In the basement, behind a fallen cabinet, he found a rusted filing drawer.
Inside were patient photos — newborns lined up in bassinets.
Each infant had a small adhesive patch on their left collarbone.
Crescent-shaped.
Not a birthmark.
A scar.
Deliberate.
Arjun’s hands trembled.
The experiment hadn’t been about genetics.
It had been about tracking.
Branding.
That night, Arjun confronted Dr. Malhotra at a charity gala.
“Your patients are dying,” Arjun said quietly, away from the cameras.
Malhotra didn’t flinch. “I have thousands.”
“The ones from the Crescent Clinic.”
A flicker in his eyes.
So small most people would miss it.
Arjun didn’t.
“You marked them,” he said. “Why?”
Malhotra’s smile thinned.
“You’re assuming I’m the one killing them.”

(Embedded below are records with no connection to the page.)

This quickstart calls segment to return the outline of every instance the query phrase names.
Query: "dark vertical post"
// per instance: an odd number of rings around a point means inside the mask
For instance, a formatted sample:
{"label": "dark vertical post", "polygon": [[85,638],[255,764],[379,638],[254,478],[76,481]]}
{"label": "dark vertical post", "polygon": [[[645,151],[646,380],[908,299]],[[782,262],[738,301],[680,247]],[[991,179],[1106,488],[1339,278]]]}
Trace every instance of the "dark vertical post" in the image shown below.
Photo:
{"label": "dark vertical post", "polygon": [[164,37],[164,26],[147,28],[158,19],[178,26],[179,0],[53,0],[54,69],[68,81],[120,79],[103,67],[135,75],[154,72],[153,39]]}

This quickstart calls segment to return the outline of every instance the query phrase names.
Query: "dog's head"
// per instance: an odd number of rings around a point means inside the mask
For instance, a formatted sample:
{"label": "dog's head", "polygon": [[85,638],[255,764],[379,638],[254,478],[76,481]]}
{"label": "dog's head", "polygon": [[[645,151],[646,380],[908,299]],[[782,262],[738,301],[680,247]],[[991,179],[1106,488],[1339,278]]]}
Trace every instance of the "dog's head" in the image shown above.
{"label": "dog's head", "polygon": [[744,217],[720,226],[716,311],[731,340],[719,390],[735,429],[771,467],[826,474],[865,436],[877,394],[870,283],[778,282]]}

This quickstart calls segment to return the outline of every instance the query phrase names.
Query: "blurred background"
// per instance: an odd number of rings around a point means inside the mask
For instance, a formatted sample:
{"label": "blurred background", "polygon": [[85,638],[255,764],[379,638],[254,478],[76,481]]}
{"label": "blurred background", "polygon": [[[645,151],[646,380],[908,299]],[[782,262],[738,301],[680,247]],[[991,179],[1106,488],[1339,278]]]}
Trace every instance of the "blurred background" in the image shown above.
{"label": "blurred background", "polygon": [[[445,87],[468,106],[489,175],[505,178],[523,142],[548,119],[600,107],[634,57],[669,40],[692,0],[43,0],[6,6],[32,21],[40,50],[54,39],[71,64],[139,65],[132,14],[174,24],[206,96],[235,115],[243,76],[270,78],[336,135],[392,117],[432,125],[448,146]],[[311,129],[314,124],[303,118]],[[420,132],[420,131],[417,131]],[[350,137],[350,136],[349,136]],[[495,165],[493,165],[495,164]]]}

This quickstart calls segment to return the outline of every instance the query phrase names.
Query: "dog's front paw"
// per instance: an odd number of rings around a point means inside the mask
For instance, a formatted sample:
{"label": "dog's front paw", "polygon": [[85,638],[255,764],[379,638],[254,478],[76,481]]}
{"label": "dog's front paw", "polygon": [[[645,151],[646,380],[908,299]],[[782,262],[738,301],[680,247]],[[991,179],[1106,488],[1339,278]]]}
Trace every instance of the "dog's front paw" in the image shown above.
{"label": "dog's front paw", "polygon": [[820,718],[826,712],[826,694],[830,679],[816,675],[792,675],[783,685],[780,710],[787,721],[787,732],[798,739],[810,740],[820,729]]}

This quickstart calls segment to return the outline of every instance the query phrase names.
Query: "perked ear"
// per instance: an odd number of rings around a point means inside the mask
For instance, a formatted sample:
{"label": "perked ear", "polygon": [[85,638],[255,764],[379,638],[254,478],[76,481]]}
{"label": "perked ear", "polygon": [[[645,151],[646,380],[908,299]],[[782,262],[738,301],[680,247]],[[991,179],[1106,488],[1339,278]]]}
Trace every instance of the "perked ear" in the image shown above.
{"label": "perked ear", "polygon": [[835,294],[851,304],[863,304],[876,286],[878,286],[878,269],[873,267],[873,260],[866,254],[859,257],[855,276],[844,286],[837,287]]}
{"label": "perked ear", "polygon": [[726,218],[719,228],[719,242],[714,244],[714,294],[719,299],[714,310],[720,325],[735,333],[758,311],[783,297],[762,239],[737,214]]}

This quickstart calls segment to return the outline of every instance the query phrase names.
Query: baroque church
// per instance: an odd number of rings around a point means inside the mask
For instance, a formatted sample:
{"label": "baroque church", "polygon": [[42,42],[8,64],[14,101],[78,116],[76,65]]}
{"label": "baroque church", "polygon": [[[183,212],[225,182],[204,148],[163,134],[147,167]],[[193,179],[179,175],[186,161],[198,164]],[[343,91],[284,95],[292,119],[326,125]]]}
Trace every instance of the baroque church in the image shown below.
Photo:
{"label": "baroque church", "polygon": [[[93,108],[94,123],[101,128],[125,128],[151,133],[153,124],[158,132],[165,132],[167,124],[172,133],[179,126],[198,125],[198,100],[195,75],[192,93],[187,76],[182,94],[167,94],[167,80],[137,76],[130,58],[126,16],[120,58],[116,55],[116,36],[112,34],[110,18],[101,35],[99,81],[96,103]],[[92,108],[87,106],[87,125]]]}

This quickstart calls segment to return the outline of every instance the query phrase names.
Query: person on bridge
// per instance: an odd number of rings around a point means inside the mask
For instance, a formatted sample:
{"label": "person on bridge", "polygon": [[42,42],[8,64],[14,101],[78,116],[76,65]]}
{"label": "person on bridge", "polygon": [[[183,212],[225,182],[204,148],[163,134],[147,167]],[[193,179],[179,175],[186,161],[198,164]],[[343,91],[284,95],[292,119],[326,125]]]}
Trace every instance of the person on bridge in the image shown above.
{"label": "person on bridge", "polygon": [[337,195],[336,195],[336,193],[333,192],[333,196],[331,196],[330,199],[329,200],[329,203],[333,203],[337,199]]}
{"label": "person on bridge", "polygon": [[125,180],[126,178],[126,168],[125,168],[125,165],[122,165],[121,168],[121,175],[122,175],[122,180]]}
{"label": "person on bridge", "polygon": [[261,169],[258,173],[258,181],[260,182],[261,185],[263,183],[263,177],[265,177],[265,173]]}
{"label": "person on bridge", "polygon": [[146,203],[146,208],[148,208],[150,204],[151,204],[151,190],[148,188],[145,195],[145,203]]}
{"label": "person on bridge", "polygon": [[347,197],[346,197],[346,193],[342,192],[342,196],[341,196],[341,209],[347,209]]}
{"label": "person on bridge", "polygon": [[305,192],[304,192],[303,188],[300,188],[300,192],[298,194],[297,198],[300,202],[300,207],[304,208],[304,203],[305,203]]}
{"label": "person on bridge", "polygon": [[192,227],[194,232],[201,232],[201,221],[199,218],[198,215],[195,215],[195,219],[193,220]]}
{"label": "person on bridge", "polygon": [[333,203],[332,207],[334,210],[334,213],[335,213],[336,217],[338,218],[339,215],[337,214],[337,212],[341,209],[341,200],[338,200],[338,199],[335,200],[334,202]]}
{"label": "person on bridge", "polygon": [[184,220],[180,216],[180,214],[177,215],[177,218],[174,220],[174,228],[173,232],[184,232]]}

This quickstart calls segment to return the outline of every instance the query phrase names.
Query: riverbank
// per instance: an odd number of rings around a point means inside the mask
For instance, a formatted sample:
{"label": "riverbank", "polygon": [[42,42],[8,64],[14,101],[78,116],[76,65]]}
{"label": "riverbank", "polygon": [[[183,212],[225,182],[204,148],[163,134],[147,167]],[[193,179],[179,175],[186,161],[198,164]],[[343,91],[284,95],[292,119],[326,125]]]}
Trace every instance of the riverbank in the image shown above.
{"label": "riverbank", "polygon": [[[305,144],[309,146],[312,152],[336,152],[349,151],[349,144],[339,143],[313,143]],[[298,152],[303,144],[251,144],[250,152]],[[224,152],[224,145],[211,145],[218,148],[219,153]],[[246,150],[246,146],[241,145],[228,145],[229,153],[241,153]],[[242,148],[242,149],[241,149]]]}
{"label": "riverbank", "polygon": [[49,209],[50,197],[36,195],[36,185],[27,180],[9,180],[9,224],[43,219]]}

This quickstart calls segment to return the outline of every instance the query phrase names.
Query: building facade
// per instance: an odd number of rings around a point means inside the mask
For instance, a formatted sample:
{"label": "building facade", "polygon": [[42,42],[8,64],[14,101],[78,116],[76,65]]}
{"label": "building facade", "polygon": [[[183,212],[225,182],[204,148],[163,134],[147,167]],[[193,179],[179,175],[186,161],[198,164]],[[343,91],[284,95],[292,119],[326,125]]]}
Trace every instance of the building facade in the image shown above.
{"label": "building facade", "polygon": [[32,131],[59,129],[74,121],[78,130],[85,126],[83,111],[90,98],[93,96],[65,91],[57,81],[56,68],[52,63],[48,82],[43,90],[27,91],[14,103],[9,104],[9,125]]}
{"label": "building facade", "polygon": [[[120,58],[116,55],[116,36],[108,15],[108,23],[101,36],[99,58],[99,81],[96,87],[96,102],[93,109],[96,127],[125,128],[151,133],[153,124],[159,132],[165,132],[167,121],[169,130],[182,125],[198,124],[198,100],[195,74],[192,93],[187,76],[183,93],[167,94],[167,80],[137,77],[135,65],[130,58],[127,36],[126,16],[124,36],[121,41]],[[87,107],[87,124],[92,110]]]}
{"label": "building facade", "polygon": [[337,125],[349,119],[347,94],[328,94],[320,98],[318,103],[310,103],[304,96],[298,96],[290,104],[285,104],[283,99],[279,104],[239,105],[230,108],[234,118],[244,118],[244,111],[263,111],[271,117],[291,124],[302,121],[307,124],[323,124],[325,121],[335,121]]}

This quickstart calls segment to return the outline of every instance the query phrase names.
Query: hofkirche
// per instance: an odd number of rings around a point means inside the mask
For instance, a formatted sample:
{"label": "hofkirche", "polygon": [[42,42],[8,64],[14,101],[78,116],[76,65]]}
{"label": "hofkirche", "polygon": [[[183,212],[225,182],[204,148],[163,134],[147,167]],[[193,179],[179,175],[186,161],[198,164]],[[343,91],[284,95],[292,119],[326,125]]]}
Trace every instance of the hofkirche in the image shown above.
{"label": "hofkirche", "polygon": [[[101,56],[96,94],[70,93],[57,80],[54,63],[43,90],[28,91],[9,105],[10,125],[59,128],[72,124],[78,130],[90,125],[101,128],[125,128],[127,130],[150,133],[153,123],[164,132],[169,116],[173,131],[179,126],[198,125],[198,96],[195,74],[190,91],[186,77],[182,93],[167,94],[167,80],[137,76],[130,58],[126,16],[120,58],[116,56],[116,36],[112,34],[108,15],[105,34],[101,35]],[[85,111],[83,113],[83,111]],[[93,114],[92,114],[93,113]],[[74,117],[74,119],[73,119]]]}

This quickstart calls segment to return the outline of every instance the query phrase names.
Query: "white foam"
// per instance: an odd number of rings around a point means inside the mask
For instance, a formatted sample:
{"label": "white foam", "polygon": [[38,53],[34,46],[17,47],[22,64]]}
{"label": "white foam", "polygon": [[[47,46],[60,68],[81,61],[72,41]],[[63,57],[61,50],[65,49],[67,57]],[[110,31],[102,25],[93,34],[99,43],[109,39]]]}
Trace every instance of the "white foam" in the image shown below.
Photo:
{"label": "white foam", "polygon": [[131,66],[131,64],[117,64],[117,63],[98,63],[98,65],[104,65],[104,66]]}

Arjun felt something cold settle in his chest.
“You’re not?”
Malhotra leaned closer, voice barely audible.
“I wanted to see how environment shapes morality,” he whispered. “We marked them so we could follow their lives. Observe patterns. Impulse control. Aggression. Empathy.”
“And now they’re being eliminated,” Arjun said.
“Yes,” Malhotra replied softly. “Which means the real experiment is finally interesting.”
Arjun stepped back.
“Someone else has the list,” Malhotra continued. “Someone who believes the study proved something… darker.”
“Who?” Arjun demanded.
But Malhotra only raised his glass toward the crowd.
“To nature versus nurture,” he said.
That night, Arjun went home and stood shirtless in front of the mirror.
His heartbeat roared in his ears.
Slowly, he touched the skin beneath his left collarbone.
There it was.
A faint crescent.
Smaller than the others.
But unmistakable.
He had always thought it was just a birthmark.
And for the first time since joining the force, Detective Arjun Sen was afraid — not of the killer.
But of what the experiment might have been measuring.
And whether it was already measuring him.